American Running Association - 2011
" I knew my halfs were good, but I knew I was not feeling as good. I knew I didn’t have that same pop, that same energy in my body that I had had a few years ago. I realized that I cannot keep pounding my body like that. My body was totally whacked. I got some extensive blood work done and I saw a lot of specialists and after seeing my blood work, they were like I don’t know how were running. My testosterone numbers were really low, my thyroid was totally blown.
Q: Were you feeling beaten down every day?
A: I was, but it’s a gray line. You get tired from training. So for example, leading up to Chicago, I was taking two-hour naps, every day, and I was sleeping 10 hours a night and I’d wake up from those two-hour naps still feeling tired but that was the extreme end of it. But I was like “well, I always take an hour nap during the day so it’s like well two hours because I was training hard, whatever,†and you don’t really realize you are getting rundown until it gets really bad.
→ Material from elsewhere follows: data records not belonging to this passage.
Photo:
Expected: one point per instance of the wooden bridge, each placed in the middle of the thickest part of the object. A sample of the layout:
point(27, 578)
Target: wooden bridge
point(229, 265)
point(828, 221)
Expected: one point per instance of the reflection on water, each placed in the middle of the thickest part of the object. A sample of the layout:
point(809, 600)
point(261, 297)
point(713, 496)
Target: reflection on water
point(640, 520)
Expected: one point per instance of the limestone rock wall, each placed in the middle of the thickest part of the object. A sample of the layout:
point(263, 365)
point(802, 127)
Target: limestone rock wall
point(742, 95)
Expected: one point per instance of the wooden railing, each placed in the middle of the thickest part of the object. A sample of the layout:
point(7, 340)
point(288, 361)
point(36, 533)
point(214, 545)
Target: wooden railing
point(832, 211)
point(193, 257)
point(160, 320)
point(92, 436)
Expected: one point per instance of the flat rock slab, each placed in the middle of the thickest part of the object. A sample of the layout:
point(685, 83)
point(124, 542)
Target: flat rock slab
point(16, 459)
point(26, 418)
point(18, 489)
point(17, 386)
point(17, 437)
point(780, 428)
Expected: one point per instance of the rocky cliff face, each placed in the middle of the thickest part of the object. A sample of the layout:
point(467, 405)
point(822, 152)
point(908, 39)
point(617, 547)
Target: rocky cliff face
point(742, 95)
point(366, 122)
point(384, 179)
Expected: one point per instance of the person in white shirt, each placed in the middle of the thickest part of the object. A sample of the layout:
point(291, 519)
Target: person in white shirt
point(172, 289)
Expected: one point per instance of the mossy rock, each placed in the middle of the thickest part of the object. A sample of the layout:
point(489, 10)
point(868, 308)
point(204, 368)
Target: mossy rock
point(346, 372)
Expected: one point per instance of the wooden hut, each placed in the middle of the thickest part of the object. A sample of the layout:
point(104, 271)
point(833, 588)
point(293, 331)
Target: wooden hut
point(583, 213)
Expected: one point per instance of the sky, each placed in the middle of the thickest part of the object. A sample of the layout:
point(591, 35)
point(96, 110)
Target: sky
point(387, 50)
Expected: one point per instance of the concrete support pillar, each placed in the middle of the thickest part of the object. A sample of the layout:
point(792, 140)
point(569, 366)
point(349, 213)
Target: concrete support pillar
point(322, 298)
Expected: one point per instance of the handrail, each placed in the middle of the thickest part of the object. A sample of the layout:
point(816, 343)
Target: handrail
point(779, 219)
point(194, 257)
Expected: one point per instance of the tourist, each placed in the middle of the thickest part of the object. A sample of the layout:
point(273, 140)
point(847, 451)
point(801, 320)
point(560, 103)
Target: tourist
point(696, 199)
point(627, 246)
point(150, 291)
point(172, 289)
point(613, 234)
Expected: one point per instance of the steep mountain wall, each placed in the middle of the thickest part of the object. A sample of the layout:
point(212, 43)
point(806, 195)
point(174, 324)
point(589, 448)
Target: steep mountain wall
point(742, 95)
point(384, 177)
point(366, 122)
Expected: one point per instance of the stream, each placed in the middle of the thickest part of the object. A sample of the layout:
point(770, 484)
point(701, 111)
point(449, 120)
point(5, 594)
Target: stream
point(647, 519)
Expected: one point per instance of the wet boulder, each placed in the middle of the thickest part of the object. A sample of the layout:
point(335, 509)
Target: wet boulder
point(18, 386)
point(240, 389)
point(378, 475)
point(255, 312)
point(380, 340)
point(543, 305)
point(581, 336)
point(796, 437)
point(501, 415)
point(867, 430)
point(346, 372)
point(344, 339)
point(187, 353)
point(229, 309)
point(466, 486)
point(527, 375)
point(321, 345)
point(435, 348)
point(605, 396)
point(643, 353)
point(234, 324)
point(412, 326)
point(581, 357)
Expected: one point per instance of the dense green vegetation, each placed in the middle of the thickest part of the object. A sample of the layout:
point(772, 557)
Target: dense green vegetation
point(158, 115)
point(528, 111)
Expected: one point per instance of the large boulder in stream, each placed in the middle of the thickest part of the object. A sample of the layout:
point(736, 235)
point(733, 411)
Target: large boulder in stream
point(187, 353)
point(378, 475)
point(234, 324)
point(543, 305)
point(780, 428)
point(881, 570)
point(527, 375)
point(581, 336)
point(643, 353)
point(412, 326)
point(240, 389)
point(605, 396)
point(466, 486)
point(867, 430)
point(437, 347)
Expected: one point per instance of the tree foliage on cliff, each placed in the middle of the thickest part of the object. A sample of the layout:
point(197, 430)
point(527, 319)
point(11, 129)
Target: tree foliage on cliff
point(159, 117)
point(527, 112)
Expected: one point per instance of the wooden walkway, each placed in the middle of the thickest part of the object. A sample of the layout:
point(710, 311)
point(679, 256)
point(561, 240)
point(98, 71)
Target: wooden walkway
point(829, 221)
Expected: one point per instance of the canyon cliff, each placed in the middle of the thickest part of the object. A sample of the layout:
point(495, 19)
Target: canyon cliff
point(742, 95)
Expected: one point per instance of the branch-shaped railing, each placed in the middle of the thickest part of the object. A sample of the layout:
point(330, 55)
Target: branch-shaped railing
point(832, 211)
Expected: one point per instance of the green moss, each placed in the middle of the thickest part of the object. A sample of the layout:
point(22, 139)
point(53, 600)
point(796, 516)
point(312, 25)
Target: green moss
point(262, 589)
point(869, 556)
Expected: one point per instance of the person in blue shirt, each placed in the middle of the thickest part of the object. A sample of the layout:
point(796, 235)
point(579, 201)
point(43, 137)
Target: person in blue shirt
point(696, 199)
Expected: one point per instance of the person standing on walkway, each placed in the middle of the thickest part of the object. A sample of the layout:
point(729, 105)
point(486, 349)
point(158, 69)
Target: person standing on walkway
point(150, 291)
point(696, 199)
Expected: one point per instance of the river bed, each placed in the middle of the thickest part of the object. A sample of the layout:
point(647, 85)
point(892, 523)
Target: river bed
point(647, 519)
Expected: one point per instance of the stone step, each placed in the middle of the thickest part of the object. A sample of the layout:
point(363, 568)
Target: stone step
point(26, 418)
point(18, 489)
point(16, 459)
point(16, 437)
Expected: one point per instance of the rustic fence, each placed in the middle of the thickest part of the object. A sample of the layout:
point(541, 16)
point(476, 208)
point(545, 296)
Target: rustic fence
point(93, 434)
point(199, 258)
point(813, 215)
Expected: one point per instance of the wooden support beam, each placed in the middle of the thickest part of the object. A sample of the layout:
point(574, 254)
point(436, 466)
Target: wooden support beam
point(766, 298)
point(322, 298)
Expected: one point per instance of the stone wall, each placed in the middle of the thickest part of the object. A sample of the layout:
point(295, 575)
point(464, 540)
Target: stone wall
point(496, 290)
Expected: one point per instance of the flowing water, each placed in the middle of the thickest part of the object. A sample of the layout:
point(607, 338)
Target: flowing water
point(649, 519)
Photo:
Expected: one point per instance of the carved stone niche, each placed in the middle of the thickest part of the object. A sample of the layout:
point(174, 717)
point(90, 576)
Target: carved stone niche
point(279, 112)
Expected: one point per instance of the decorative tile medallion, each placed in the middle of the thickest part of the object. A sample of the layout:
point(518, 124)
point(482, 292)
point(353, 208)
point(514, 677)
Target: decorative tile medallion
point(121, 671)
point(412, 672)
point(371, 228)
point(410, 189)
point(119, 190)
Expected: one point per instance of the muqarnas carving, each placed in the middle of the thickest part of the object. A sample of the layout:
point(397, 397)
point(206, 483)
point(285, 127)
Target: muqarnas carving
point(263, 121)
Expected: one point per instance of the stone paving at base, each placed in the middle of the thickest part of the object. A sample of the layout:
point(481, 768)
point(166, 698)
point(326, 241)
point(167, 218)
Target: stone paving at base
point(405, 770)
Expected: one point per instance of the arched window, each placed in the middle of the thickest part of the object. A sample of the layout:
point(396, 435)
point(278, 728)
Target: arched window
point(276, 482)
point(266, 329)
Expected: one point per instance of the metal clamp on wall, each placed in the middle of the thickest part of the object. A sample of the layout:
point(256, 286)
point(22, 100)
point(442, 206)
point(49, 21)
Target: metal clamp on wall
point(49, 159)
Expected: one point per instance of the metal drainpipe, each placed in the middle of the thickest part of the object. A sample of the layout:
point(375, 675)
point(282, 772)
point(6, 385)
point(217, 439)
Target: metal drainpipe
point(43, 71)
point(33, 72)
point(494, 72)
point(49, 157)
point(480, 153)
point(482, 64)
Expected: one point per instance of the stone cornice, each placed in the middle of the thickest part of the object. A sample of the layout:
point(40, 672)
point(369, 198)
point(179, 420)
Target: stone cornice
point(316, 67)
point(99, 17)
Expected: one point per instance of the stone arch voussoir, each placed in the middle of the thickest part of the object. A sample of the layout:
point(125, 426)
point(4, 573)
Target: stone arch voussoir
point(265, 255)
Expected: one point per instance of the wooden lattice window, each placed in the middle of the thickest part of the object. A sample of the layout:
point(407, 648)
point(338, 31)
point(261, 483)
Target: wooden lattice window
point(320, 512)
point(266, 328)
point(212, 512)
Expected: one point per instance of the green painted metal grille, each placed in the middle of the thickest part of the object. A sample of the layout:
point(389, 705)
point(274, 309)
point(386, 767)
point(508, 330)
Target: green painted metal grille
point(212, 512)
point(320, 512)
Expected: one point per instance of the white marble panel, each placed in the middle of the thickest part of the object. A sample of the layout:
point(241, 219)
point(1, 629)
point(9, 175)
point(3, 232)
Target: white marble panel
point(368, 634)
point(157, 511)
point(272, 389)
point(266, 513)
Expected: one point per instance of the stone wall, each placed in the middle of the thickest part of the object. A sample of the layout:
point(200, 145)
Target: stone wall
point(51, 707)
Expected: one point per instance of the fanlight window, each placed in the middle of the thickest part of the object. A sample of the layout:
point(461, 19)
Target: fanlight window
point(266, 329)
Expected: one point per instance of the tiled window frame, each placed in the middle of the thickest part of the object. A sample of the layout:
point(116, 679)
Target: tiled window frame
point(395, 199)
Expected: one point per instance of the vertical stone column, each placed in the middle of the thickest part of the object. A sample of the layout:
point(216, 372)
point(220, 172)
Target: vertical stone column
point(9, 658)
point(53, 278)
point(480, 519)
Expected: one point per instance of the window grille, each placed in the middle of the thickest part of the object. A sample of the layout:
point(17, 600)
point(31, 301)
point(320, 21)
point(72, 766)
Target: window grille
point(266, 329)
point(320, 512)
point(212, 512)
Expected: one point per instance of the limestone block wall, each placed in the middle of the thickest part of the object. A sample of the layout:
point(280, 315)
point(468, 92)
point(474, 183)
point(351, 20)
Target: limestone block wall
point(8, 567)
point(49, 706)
And that’s what happened last fall, it got really bad. So I had to step back and be like OK, the number one priority above running fast is to get my body back right. And we’ve done that. I’ve gotten on thyroid medicine to get my thyroid back and that made a huge difference right away but my doctor thinks even that’s going to take time. You’re going to feel better right away but you’ve got to be patient. You didn’t get here overnight and you’re not going to get out of here overnight. But I did notice the remarkable difference, more energy.
Honestly, the last couple of years, just walking around and I’d feel like a Dead Man Walking at some times, not only tired but my quality of life is not as good as I’d want it to be. I don’t feel right, I feel tired all the time. Super low energy."